The best way to get rid of your debt is to consolidate it. There are a few ways to accomplish this, but generally, it is preferable to be able to consolidate your debt yourself. You can either do this with a personal consolidation loan or you can also explore the possibility of doing a balance transfer with a credit card.
If you are considering the credit card balance transfer option, here is what you need to know.
The benefits of consolidation with credit card balance transfers
When you are making multiple credit card payments and are only able to make minimum payments every month, interest keeps accumulating on your balance. The problem with minimum payments is that a high proportion of your payment goes to pay for your interest. It’s a drop in the bucket against your actual balance.
“If you are serious about becoming debt-free, you need to be more strategic in your debt repayment. Consolidating multiple payments into one lets you put more money directly on to the principal of your debt, which means that you will pay it down more quickly,” says Jeff Schwartz, executive director, Consolidated Credit Counseling Services of Canada.
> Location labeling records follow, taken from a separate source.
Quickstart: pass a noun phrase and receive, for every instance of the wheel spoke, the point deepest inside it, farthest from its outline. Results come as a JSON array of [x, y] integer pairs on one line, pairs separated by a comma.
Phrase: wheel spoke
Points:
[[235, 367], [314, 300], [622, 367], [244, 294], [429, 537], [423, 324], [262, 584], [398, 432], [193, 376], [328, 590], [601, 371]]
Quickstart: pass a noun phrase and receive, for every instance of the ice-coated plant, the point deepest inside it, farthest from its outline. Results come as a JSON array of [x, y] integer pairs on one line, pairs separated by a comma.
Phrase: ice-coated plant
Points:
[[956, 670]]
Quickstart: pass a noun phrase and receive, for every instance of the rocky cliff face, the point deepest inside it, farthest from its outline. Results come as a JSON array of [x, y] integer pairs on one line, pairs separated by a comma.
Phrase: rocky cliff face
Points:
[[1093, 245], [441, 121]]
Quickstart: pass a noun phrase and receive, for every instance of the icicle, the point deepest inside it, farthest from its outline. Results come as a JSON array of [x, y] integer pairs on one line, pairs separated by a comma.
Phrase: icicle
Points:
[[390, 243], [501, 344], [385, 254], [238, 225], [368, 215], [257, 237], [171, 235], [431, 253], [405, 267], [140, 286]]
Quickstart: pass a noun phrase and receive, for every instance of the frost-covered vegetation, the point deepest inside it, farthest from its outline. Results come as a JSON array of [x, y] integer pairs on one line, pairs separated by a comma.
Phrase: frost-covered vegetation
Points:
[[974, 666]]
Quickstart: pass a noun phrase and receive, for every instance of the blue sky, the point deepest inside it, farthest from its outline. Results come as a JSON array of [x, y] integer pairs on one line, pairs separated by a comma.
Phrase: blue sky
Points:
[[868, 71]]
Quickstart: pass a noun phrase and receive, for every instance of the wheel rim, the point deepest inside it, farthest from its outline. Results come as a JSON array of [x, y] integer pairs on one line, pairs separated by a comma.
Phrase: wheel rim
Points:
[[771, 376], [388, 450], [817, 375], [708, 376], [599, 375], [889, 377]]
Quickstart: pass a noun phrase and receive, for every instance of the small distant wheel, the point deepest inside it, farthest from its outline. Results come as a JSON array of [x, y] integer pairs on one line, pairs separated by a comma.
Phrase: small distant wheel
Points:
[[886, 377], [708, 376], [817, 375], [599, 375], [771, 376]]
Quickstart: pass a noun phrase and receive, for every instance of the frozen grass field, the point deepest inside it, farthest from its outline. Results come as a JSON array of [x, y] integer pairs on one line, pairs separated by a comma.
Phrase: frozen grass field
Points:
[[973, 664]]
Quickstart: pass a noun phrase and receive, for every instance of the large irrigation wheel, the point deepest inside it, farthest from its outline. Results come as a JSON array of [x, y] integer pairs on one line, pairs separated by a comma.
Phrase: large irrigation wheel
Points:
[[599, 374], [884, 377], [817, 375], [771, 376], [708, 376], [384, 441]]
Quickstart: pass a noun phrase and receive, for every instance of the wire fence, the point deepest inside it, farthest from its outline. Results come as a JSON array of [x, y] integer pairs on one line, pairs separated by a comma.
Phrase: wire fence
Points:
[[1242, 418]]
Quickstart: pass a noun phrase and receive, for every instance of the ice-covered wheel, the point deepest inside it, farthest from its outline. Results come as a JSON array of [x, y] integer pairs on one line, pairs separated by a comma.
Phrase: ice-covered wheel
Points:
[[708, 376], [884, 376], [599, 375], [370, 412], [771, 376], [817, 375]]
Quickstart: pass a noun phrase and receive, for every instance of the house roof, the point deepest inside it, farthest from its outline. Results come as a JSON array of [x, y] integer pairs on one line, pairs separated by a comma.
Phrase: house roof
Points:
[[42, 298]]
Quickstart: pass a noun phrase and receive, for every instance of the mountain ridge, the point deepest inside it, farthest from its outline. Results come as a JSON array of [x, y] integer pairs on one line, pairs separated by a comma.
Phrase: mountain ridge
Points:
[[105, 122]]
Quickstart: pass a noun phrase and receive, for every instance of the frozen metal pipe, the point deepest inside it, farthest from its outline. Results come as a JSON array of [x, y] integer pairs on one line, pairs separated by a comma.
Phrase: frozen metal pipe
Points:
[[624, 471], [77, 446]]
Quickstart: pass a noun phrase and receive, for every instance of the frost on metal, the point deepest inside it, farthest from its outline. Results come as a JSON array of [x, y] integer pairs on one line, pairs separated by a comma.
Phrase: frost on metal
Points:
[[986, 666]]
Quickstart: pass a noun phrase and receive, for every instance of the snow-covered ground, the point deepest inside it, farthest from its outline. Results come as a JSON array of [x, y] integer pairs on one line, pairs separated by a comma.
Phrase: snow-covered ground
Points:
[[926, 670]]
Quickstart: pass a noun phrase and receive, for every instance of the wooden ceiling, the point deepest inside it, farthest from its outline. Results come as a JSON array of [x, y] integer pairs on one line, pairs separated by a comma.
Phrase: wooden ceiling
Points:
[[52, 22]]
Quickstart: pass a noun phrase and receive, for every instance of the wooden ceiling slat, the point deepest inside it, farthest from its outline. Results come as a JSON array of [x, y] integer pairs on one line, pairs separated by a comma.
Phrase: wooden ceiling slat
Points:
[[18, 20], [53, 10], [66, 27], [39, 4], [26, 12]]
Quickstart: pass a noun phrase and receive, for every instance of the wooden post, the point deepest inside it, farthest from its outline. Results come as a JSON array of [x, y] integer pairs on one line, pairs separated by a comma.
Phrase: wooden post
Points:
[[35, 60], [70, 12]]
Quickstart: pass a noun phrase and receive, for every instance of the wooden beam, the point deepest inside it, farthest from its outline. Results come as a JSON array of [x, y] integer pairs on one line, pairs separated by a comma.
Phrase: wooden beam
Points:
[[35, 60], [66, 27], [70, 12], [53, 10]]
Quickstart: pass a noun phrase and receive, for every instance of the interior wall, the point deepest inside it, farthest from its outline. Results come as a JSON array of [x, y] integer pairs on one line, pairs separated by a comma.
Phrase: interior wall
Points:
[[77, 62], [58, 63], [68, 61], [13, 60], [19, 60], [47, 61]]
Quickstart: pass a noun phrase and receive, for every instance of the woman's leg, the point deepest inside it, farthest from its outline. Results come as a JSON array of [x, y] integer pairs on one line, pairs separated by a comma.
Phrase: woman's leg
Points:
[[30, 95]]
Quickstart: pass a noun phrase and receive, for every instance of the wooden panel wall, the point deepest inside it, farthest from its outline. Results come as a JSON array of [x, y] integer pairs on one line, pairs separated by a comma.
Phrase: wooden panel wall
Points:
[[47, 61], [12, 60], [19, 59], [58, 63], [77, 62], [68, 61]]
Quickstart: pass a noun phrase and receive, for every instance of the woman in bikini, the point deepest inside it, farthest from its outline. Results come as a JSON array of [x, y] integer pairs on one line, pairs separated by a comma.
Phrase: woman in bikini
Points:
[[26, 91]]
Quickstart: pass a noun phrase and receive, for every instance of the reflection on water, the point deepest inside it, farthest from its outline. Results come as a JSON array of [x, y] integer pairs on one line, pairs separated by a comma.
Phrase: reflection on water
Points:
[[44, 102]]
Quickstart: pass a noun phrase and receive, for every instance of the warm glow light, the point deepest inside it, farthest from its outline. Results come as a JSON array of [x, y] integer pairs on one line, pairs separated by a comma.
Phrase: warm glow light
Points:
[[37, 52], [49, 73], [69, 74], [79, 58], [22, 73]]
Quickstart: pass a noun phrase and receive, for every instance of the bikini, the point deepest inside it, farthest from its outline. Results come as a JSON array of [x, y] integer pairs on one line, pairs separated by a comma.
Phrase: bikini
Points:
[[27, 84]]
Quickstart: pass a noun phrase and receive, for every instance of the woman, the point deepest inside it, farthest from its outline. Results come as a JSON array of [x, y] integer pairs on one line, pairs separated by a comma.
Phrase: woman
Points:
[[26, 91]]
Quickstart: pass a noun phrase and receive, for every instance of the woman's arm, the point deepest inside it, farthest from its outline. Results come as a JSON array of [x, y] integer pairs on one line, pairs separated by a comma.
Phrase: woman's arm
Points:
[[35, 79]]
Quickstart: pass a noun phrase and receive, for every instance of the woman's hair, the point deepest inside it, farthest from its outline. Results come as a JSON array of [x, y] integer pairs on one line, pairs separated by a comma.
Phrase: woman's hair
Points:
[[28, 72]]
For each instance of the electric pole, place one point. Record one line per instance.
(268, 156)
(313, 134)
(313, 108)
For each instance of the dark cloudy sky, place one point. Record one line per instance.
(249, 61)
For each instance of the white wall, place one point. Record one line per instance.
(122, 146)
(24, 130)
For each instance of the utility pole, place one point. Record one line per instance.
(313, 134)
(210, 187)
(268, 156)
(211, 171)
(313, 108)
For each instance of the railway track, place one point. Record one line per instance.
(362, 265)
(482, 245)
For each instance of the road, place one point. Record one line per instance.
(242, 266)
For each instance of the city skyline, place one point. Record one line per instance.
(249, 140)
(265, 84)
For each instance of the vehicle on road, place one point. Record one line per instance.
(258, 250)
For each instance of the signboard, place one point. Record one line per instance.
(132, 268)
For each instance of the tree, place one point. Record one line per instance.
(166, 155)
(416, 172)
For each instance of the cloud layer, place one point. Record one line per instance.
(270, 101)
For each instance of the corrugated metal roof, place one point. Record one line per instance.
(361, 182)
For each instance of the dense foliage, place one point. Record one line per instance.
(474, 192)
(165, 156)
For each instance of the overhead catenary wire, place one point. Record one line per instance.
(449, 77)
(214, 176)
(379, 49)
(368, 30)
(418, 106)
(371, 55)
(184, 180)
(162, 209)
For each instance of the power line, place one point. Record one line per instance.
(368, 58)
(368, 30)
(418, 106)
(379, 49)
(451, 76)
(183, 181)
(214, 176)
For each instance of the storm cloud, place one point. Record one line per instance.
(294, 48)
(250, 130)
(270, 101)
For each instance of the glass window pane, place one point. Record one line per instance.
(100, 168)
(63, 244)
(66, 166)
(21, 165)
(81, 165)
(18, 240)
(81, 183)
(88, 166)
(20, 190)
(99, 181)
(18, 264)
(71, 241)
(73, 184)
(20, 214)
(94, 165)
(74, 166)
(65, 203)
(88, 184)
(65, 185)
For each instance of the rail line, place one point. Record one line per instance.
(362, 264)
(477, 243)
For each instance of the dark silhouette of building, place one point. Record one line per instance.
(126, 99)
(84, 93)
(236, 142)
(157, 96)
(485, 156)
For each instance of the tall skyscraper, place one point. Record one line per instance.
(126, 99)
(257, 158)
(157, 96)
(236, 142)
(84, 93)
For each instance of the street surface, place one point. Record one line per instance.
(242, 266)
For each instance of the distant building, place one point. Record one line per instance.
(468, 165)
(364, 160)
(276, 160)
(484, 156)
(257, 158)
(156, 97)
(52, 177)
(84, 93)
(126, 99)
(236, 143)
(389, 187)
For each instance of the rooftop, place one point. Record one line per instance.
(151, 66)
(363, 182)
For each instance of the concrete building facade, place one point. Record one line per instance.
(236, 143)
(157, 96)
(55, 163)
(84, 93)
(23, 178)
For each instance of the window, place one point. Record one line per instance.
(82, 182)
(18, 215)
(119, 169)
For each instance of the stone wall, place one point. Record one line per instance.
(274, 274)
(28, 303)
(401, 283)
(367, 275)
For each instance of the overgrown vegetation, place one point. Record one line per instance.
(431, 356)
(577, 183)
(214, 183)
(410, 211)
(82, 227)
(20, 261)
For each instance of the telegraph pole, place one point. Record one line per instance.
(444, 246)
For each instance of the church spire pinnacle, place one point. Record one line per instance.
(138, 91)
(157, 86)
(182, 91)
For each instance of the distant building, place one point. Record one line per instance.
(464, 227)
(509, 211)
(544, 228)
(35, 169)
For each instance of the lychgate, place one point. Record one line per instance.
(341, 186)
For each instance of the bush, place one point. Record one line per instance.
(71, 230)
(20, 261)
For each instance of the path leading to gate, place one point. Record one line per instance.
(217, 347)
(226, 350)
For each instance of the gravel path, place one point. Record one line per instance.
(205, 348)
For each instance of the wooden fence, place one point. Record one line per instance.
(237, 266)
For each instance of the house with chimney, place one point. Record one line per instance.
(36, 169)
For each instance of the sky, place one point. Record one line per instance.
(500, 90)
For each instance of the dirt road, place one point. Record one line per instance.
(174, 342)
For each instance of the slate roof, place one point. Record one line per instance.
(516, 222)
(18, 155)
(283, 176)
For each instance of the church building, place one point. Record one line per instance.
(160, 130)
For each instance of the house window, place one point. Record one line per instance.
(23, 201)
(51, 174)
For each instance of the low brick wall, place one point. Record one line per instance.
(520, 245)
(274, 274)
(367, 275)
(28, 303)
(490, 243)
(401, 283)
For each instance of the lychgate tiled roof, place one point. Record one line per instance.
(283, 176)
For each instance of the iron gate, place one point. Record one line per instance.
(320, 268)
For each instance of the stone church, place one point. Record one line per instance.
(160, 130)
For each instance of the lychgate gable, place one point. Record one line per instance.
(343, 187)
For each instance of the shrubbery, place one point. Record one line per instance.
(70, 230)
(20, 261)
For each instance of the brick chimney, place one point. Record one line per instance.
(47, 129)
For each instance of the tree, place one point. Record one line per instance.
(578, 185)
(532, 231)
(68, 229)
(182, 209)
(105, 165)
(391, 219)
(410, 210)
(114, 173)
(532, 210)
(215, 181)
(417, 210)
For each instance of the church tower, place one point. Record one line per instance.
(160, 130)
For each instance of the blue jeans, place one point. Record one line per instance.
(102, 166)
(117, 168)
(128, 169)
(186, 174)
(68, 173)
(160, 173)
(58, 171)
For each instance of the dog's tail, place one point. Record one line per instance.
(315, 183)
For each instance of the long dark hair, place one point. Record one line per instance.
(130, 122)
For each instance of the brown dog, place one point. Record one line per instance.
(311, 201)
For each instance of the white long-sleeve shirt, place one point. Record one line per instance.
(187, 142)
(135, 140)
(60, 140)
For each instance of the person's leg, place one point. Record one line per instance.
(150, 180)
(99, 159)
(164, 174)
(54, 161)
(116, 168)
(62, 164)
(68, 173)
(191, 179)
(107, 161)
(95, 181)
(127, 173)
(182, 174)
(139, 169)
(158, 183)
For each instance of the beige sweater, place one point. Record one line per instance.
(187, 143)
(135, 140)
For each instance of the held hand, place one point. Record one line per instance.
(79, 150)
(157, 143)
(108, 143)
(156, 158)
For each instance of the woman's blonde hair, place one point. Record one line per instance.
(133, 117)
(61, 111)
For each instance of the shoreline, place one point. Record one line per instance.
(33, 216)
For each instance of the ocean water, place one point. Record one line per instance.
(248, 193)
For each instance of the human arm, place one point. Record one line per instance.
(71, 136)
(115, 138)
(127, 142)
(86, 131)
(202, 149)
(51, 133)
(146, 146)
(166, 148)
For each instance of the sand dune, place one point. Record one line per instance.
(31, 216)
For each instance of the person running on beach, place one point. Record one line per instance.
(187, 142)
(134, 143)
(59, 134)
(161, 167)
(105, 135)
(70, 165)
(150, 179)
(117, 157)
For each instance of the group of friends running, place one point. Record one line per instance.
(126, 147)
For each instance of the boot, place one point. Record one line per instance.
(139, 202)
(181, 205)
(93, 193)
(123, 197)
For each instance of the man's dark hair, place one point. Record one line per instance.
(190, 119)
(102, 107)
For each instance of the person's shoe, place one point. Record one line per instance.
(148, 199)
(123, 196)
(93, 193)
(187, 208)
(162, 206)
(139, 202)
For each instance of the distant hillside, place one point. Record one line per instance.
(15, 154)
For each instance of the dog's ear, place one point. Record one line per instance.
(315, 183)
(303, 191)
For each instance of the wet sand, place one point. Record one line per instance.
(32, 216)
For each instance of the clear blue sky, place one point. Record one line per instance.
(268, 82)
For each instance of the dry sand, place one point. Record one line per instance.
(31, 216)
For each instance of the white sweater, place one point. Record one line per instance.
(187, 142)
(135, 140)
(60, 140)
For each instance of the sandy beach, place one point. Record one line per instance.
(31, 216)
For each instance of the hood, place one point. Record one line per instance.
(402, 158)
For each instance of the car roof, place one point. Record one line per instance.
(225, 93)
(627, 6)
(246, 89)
“Doing a balance transfer can also lower your interest rates, depending on the card that you intend to use. Paying less in interest will accelerate your debt repayment even more,” says Schwartz.
How to do a balance transfer
To begin, collect all of your credit card statements. You need to know exactly how much you owe and what the interest rates and other charges you are paying on each card. If you currently have a card that a) has room on it and b) offers a comparatively lower interest rate on it, you can simply pay off the other cards with that card.
Alternatively, you can seek out a new card for the balance transfer. There are a number of credit cards available in the marketplace that are promoted as “balance transfer cards”. They offer things like an introductory low (or no) interest rate; many (but not all) waive fees for balance transfers as well.
If you are opening a new card and are enticed by the promotional interest rate, make sure that you read the fine print and fully understand the terms and conditions around the promotion. When does the promotional period end? What will your APR be after that? What does that mean for your credit card balance?
You want to ensure that making a switch to a new card isn’t actually going to cost you more money in the long run. Even with combining your debt payments into one, paying out substantially more interest isn’t a money-saving move.
After you’ve made the transfer
The objective of a balance transfer consolidation is to become debt-free. Avoid running up other credit cards. You’ll end up with twice the debt to deal with. Consider closing cards that you aren’t using and keep your balance transfer and one other card open for use.
Make sure to have a budget in place that will help you direct as much money as you can to pay your debt while letting you spend within your means.